The Menlo Park board has been looking at the idea of putting a parcel tax on the ballot before its previously approved tax, Measure X, expires in 2024.

The average teacher salary was $106,986 for the 2017-18 school year, the most recent data available, according to EdData. The district has 2,968 students and 188 teachers, EdData’s research shows.

The need for this new tax is to help balance the district’s budget amid $1.5 million in cuts and increases in pay for teachers and other employees. About 89% of the district’s budget is spent on employees, according to a report from Superintendent Erik Burmeister. This new tax will bring in about $4.6 million a year.

The roughly 3,000-student district covers parts of Menlo Park, west Menlo Park and Atherton. Its four schools are Encinal, Laurel, Oak Knoll and Hillview Middle School.

2 Comments

  1. The enrollment in the district has been steady for 10 years while the property tax revenue in the District, where the majority of the funding for the Menlo Park School District has been increasing by double digits for the past 10 years. So they have a lot more money and about the same number of students they had 10 years ago. So where is the money going?

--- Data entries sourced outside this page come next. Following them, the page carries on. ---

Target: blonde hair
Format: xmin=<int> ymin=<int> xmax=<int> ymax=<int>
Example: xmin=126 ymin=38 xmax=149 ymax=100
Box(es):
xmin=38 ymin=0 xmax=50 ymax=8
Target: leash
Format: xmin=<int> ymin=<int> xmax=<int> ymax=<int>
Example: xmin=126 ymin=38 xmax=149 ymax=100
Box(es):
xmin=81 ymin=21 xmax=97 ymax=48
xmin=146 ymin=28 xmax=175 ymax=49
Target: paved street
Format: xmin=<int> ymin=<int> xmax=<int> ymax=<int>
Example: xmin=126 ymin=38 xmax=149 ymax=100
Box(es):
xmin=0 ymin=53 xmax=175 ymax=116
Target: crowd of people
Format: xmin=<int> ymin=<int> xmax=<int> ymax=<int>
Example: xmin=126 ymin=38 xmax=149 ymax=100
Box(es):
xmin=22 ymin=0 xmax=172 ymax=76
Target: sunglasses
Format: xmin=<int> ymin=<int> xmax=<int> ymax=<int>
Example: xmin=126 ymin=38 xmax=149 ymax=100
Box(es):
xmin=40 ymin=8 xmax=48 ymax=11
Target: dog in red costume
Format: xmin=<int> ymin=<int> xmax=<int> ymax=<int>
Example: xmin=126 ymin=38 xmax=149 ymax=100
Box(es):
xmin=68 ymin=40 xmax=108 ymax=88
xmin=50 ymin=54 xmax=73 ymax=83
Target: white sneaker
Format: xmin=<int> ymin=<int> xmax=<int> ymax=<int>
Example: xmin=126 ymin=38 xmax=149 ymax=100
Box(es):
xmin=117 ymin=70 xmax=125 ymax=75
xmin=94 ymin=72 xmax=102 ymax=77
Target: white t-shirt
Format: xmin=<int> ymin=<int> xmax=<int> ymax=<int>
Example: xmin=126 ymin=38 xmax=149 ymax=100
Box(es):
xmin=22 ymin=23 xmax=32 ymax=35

They have not been giving teachers huge raises and inflation only accounts for a small percentage of their increased income.

    Vote no on this.

  2. Enrollment is actually down, and demographic trends say this will continue as households shrink. The district is not being transparent as to why the parcel tax is necessary, but the obvious conclusion is the district needs to feed their pension fund which is underfunded – due to overly generous pension packages. Vote NO, and send a message to the district: run the district like a company, which is to say: balance your revenues and expenses. If need be, cut (cut!) expenses.